By HAL McCOY
CINCINNATI — The occupancy of fourth place was a short term rental for the Cincinnati Reds — lasting just one day out of last place in the National League Central.
With their 7-1 loss Friday night to the Texas Rangers in Great American Ball Park and Pittsburgh’s 11-0 victory over the Miami Marlins, the Reds flopped back into last place with a resounding thud, .001 percentage point behind the Pirates.
Or make that a soft kerplunk because the Reds once again took bats to home plate for no apparent reason.
A bevy of Texas relief pitchers held the Reds to five meager hits, three singles, a double and Nick Senzel’s eighth-inning solo home run that prevented the Reds from getting shut out for the eighth time this season.
Yasiel Puig had three of the Reds five hits, all coming after the Reds trailed, 6-0.
For the first time this season, the Reds faced an ‘opener’ as the other team’s starting pitcher. Texas relief pitcher Jesse Chavez started the game and pitched three innings of no runs and one hit baseball.
He was followed by three more relief pitchers and the Reds could muster nothing of consequence.
Asked if facing a different pitcher nearly every at bat was a novel approach and a difficult assignment, Reds manager David Bell was not sympathetic.
“Usually you can expect to get two or three at bats against a regular starter,” said Bell. “It is a little bit different, but at the same time at the end of a game relievers have become a big part of the game and your last couple of at bats you are usually facing relief pitchers.”
About his hitters, Bell said, “I’m frustrated for them. Everybody is working hard to get more consistent offensively, but tonight we weren’t able to get it done.”
Unfortunately for the Reds, it wasn’t just Friday night. It is a constant and on this Friday night the Reds looked as engaged as a man with both hands tied behind his back and his legs anchored with cement blocks.
Reds starter Tyler Mahle left the game with one out and two on in the fifth inning, replaced by Wandy Peralta. The Reds trailed by just two runs. Peralta struck out the first hitter for the second out, but walked Asdrubel Cabrera, filling the bases.
That brought up Rougned Odor, owner of a .179 batter average. Peralta made him look like a .379 hitter. On a 2-and-2 count, Odor cranked a grand slam home run into the right field seat. With one swing of the bat, the score jumped from 2-0 to 6-0.
And once again the Reds lost a game after winning a game. The last 11 times they have won a game, they lost the next game 10 times.

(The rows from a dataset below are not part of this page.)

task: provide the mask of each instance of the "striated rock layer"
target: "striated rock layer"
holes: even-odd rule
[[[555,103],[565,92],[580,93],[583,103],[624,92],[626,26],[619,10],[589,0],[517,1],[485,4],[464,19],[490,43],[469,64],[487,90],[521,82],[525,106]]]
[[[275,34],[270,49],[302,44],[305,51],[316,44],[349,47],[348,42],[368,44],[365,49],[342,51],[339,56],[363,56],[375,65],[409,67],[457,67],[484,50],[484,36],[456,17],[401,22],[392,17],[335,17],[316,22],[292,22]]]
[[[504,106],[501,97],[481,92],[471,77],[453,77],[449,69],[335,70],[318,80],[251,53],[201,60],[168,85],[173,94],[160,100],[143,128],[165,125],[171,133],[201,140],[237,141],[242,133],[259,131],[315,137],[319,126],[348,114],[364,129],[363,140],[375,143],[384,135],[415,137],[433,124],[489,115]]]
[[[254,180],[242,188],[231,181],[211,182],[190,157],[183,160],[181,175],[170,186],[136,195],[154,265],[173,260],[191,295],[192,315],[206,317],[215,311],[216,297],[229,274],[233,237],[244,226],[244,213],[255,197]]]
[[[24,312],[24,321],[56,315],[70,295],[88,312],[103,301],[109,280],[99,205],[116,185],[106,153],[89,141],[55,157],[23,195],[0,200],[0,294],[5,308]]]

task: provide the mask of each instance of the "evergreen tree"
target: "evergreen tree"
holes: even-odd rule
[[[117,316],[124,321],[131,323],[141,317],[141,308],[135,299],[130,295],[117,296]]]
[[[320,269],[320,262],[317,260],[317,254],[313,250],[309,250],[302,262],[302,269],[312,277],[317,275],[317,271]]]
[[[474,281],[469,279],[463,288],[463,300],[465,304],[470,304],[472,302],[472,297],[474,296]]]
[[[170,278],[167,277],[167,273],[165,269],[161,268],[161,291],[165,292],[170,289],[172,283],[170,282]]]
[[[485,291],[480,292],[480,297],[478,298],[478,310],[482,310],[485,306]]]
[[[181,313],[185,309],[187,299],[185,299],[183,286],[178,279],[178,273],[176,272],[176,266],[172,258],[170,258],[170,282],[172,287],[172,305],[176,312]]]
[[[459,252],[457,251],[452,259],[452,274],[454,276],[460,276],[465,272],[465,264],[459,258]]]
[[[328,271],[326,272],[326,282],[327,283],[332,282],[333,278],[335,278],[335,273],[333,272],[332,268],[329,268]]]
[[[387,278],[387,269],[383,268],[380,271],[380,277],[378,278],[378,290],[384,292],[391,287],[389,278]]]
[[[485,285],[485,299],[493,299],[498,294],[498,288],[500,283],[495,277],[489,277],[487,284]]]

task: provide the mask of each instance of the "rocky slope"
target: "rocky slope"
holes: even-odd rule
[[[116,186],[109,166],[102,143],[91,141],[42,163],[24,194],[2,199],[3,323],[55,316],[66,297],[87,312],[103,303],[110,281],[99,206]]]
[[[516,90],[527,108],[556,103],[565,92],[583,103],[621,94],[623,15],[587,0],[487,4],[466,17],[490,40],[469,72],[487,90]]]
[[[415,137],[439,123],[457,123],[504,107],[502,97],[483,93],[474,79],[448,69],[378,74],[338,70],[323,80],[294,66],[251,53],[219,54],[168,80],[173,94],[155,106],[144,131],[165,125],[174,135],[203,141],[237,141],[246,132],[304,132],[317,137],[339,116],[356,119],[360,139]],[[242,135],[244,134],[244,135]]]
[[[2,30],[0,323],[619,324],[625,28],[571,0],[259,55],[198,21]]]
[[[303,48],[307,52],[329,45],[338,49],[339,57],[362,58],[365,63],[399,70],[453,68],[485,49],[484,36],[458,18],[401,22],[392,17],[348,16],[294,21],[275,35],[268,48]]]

Mahle wasn’t mauled, but he began raggedly, giving up two runs in the first inning.
It began with one out when Delino DeShields, Jr., son of Reds first base coach Delino DeShields, lined a single to center. Mahle hit Elvis Andrus with a pitch and both runners moved up a base on catcher Curt Casali’s passed ball.
DeShields scored on a ground ball for the second out but Mahle walked Rougned Odor, he of the .179 batting average.
Andrus broke for second on a pitch and Casali’s throw to second was cut off as Andrus sprinted homeward. Umpire Jerry Meals called him out, but replay/review reversed the call, a steal of home by Andrus and a 2-0 Rangers lead.
While Mahle (2-and-7) was not disturbed that he was removed from the game with one out in the fifth due to 96 pitches, he did indicate he might be a bit of a Mahle-content about some earlier quick hooks by Bell.
“I have been yanked out of some games where I think I’m having a real good game, or a decent game,” said Mahle. “I haven’t got the chance to battle through a game, battle through six innings.
“My last game I got pulled after 70-some pitches, you know,” he said. “I know this game I had 90-something. But in my opinion I at least deserve to get out of the fifth, or least get through the fifth. I’d like to see where that last batter goes. I’m usually one ground ball or one pop-up away and I get taken out of the game. It is getting pretty ridiculous at this point.”